Monday, December 03, 2018

'George H.W. Bush wasn't much of a hero to the LGBTQ community during his presidency' & other Mon midday news briefs

George H.W. Bush wasn't much a hero to the LGBTQ community during his presidency.

George H. W. Bush blew GOP’s last chance to abandon anti-LGBTQ extremism - President George H.W. Bush died last weekend and while I said be nice, I didn't say lie about his history in regards to LGBTQ equality. You can be nice and truthful at the same time. He was a good man to many people and his family loved him. But he wasn't as much of a hero as he COULD have been to the LGBTQ community.  

The Media Is Erasing George H.W. Bush’s Catastrophic Harm To LGBTQ People - Michelangelo Signorile breaks it down. 

 The HIV Epidemic Won’t End Until We Address Health Disparities In Communities Of Color - Point blank, amen.
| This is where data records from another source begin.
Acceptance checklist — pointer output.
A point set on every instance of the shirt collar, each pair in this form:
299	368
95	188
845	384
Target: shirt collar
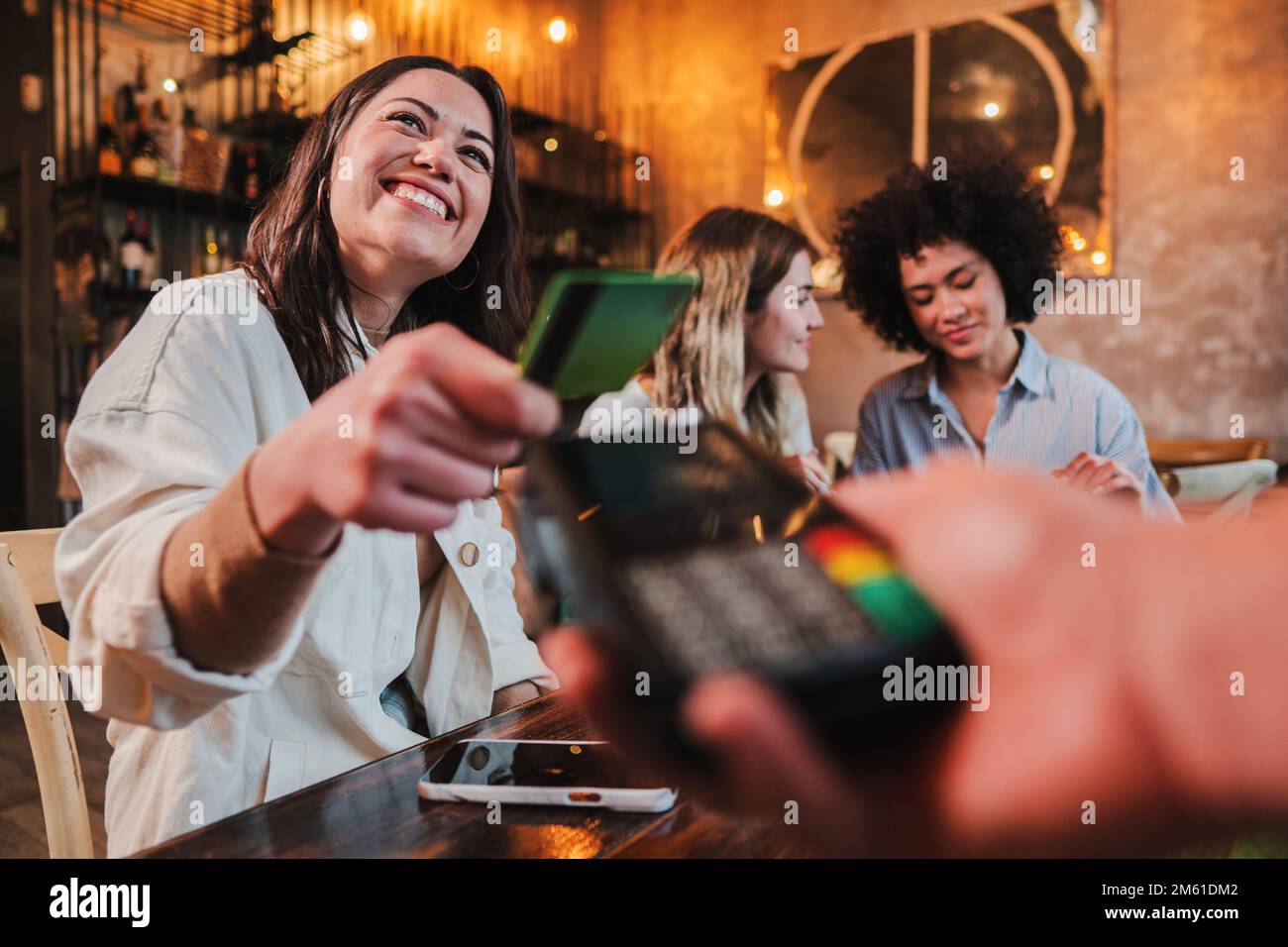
1029	371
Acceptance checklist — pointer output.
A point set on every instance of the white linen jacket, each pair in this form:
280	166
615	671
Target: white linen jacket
193	388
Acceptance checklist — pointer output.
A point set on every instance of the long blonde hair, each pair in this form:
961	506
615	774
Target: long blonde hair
738	257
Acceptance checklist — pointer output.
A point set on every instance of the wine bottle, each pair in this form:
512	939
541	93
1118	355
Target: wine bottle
252	184
132	253
145	154
149	268
110	151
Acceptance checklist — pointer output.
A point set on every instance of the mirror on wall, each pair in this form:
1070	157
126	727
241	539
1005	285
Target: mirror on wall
1035	80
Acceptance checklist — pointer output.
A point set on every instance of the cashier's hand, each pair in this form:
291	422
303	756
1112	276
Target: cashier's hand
1003	557
810	470
1100	475
398	445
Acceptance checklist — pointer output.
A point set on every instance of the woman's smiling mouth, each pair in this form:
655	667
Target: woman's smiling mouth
423	198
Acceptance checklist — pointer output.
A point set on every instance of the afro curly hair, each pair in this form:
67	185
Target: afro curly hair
986	202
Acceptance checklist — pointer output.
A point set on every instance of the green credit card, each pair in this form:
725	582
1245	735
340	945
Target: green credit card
593	329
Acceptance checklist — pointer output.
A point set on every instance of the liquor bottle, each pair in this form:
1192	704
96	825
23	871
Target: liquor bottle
166	138
145	154
252	184
128	114
110	151
149	268
210	262
132	253
104	261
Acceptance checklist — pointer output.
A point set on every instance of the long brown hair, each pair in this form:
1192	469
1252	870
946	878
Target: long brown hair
292	256
738	257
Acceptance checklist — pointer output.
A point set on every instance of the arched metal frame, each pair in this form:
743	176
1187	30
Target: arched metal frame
921	114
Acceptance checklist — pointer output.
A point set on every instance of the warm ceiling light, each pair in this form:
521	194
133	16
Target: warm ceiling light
359	26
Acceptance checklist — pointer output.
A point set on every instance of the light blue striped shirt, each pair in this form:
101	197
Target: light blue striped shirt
1048	411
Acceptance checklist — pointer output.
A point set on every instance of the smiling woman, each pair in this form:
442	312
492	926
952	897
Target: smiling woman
445	133
244	571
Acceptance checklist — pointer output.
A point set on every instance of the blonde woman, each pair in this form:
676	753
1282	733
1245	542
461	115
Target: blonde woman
738	346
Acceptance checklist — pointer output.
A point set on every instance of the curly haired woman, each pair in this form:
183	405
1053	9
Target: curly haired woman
949	268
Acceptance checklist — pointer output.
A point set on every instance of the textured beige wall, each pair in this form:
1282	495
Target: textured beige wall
1197	82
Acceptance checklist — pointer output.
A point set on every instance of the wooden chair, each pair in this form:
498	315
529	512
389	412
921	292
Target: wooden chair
1193	453
1222	491
838	447
27	579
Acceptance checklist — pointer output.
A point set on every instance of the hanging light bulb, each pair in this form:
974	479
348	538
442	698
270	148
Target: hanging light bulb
359	26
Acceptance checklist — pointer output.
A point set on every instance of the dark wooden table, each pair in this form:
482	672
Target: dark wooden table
374	812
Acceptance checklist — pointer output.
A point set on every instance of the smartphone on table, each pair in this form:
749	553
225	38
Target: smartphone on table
719	558
542	772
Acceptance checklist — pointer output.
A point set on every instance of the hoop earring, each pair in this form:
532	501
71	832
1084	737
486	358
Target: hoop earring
477	266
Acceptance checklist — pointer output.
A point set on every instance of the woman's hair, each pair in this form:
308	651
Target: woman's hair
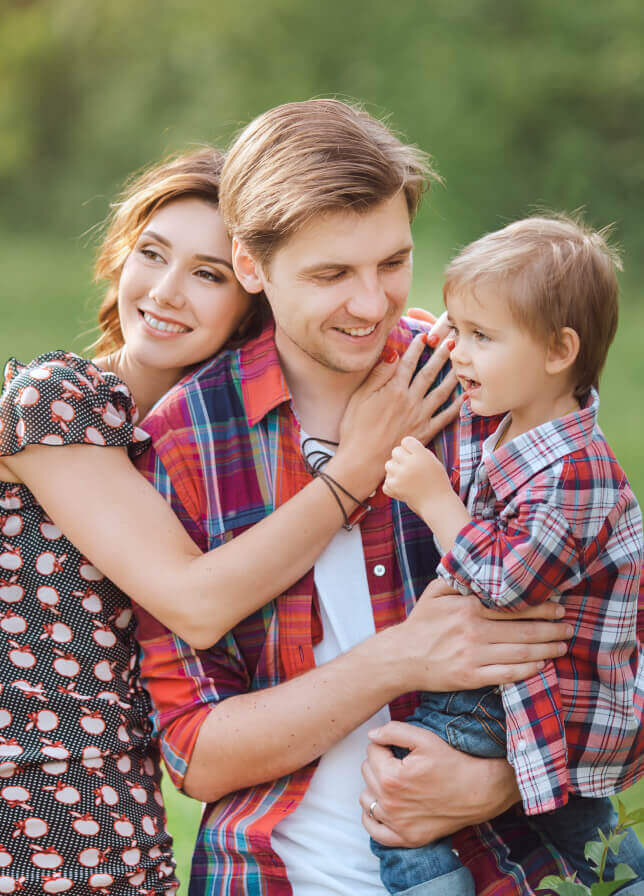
194	174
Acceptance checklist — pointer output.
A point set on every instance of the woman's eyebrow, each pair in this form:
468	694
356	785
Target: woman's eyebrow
200	256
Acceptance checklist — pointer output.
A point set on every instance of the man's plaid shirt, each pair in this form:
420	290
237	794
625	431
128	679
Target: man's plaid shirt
554	517
226	452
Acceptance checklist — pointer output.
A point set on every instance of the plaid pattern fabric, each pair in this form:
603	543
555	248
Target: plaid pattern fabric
225	453
554	517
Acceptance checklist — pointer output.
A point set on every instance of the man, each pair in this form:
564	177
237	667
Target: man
318	197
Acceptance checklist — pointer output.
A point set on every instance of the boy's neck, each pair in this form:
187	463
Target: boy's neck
543	409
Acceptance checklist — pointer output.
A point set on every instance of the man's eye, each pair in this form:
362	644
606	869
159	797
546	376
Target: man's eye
330	276
394	264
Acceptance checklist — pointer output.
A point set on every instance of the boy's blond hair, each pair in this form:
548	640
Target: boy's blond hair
300	160
554	272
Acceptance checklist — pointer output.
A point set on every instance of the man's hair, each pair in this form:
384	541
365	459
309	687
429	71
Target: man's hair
554	272
300	160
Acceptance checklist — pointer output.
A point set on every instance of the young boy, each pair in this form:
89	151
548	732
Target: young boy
545	513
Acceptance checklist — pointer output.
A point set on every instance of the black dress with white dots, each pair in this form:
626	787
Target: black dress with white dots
81	811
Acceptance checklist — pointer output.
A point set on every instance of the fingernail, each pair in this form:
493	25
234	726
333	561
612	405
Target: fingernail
389	354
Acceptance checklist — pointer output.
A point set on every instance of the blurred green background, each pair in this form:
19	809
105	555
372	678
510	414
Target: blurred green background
522	103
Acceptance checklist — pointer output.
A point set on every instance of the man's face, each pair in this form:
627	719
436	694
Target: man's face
338	286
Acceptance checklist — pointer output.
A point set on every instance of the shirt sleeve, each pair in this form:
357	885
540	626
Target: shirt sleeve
519	559
184	684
 Anti-LGBTQ pediatrician was called out in 2017 for error-filled post on transgender community - Post from last night. The targets of the anti-LGBTQ industry may change, but the tactics and lies don't. Neither do the condemnations when they are caught lying.
 
Lesbian couple made to quit jobs for being ‘too gay’ - So much mess the LGBTQ community continues to fight against. 
 
 Pope Francis says gay life has become ‘fashionable’ and is hurting the Catholic Church - Really? Don't blame us for fallacies in the Catholic church.

2 comments:

Isobel Tolley said...

You are thoughtful and generous on your comments on George Bush. This is close to how I think a lot of people felt when Mrs Thatcher died, but it was hard to say that without sounding like you were defending her policies.

The need to divide all politicians into heroes and villains does a lot of harm.

Scott S said...

My take is that while G.H.W. Bush was a man of integrity (unlike 45), he was also conveniently hypocritical.

George H.W. Bush extended Ronald Reagan's legacy of cultural conservatism mostly for political expediency. In fact, the Bushes were open supporters of Planned Parenthood before they made a very sharp right turn to join the Reagan White House. In 1990, when then-PFLAG President Paulette Goodman sent then First Lady Barbara Bush a request for a letter of support. It was done mostly as a courtesy, and its unclear whether Goodman seriously expected a reply, but amazingly, Barbara Bush sent a personal response: "I firmly believe that we cannot tolerate discrimination against any individuals or groups in our country," Mrs. Bush wrote. "Such treatment always brings with it pain and perpetuates intolerance." Somehow the statement found its way to the Associated Press, which then published it. That sent the self-titled religious right into orbit.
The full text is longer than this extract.